This repository contains source code referenced in the original medium article linked here
The concept of serverless orchestration of code moves away from traditional implementation of cloud computing resources by eliminating infrastructure management tasks. Serverless cloud computing is an evolution of the hands free approach to infrastructure management offered on Elastic Beanstalk but without the provisioning or management of servers. Serverless computing is an event-driven compute service that can run code for almost any application. Since developers do not need to manage infrastructure, serverless implementation of code has the benefit of increasing productivity as developers can spend more time writing code. Ultimately, serverless functions are stateless and are only executed when you need them. This makes them highly cost effective solutions for many applications. In this guide, we will learn how to deploy a machine learning model as a lambda function, the serverless offering by AWS. We will first set up the working environment by integrating AWS CLI on our machine. Next, we will train a K-nearest neighbour classifier which we will deploy as a docker container. This guide will walk you through the tools you need to enable you to test your application locally before deployment as a lambda function on AWS.

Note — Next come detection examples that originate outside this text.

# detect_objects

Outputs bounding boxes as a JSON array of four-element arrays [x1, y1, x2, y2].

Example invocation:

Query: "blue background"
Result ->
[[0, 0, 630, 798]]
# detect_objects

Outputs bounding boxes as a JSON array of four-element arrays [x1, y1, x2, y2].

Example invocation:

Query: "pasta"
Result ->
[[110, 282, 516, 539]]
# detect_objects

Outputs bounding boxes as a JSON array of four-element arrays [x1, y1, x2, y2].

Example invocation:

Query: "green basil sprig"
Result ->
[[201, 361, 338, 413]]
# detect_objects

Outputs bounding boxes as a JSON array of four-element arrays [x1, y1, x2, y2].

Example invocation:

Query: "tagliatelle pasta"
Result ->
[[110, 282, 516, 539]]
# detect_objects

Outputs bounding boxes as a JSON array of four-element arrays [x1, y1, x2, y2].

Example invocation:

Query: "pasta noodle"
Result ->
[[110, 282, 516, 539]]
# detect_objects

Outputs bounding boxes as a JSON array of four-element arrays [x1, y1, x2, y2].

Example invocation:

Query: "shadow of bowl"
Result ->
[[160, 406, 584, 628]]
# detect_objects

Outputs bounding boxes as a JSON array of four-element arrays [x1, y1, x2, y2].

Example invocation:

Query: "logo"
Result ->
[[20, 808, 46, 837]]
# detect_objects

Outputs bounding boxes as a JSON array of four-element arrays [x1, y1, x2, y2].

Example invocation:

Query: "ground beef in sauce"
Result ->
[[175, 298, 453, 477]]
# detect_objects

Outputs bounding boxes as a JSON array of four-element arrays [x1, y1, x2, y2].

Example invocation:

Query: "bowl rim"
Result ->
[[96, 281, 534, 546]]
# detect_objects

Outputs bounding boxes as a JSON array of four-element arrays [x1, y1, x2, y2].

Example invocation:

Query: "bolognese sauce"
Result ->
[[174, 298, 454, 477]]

This aim of this guide is to walk you through the step required to deploy a machine learning model as a lambda function on AWS. This guide documents the key tools required to deploy a lambda function. Here is an overview of what we will be covering in this project.
- Training a K-nearest neighbour classifier on the MNIST data set for deployment.
- Initialising a S3 bucket as a data store.
- Local testing of dockerised lambda functions with AWS Serverless Application Model (SAM).
- Deployment of cloudformation stack using AWS SAM.